There’s a famous said that says “Don’t judge a book by its cover.” Most of the time, a book publisher or a self-published writer doesn’t get the found or a great talent to have him designed a gorgeous front that pretty much sums up the whole story. However, there are times where the cover does justice and does gives you an exact idea of what you are about to read. Same happens with other arts out there, including music.
This brings me to our next artist, Josh Birdsong, who is back with his new album Where The Light Bends. Just as the front cover, the album is filled with cinematic tones blended with complex, yet simple melodies that grab your attention right from the first track.
“Complex Context” kicks off the record in a very 80s fashioned album. The ethereal vocals blends perfectly with the dreamy undertones. “The Sound Beneath The Static” still drags some of the layers from its predecessor, though this one feels a bit more of a traditional synth pop song in the veins of Owl City. The remain of the songs pretty much follows the same structure, making of this record a surreal journey into the mind of an arch-typical songwriter that even when it borrows from other familiar sounds, it knows how to keep things original and unique. This is a very contemplative record where not only you get lost in the sound, but you also tend to pay attention to the different layers and elements that makes of this an interesting material.

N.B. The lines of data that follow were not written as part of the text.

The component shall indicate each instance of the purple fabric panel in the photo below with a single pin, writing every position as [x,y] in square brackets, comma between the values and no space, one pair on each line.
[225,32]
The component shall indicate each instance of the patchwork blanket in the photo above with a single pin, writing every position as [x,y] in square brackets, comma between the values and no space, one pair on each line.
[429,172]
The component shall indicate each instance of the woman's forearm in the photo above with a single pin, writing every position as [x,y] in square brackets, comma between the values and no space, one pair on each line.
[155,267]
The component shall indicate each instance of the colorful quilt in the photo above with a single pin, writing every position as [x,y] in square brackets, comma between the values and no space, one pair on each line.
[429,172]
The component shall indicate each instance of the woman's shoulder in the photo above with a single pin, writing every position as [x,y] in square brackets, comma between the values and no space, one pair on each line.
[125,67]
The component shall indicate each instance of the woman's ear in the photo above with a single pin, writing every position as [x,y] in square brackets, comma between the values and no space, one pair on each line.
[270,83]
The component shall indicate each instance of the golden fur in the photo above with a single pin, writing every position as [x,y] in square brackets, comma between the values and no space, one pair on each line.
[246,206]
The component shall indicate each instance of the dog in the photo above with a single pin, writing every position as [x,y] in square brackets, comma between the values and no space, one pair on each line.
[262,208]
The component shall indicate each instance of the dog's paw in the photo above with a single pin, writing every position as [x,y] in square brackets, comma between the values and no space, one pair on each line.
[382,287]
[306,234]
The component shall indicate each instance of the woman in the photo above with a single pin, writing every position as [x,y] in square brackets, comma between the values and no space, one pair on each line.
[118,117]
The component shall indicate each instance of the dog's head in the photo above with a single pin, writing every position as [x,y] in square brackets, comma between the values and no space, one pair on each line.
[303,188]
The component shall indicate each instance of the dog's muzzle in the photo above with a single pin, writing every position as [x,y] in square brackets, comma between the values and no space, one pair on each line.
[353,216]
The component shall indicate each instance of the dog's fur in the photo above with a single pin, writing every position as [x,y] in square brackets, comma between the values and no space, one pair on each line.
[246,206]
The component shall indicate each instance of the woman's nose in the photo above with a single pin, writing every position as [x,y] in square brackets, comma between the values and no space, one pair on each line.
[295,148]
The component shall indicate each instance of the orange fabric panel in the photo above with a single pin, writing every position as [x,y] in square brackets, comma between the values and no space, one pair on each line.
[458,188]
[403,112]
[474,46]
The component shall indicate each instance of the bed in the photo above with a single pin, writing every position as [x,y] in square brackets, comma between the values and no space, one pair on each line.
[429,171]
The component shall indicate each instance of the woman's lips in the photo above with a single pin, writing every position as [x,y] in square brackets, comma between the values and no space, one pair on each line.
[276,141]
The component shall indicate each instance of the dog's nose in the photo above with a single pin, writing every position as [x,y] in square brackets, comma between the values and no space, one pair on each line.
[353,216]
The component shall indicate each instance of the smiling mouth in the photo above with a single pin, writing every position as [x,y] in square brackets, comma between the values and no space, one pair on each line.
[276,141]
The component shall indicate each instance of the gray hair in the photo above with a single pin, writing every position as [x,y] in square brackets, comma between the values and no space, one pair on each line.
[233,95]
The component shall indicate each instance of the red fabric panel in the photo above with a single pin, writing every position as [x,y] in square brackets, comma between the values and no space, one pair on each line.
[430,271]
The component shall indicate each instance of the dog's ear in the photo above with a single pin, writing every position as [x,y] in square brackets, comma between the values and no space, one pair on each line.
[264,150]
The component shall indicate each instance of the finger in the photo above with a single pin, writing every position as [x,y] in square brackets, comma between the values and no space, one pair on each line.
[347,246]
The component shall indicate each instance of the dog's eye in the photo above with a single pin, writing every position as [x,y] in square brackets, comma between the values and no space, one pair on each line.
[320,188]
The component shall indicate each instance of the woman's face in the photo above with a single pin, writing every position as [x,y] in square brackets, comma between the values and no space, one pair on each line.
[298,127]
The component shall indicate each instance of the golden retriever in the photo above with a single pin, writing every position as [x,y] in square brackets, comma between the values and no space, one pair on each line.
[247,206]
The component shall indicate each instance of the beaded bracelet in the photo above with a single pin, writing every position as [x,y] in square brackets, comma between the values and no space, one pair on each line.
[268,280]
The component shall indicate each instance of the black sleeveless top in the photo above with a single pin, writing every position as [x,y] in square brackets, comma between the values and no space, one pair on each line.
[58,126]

There ain’t nothing to complain, Nashville producer and frequent producer, Stephen Leiweke, has made another great job producing this album. He has comes to understand Josh on this album, and that has proven to be a great advantage as he knows now how to get the best out of him capturing all this different soundscapes trapped in Birdsong’s mind, awaiting to get out.
Criteria - 90%
In the end, Josh Birdsong has proven himself to be a Must Watch artist. He knows how to capture and blend mainstream elements without losing his own creative touch and vision. Even though most of the melodies were pretty much made up in a computer, etc. the record never feels manufactured. You get the soul and touch of an artist that keeps growing as time goes by.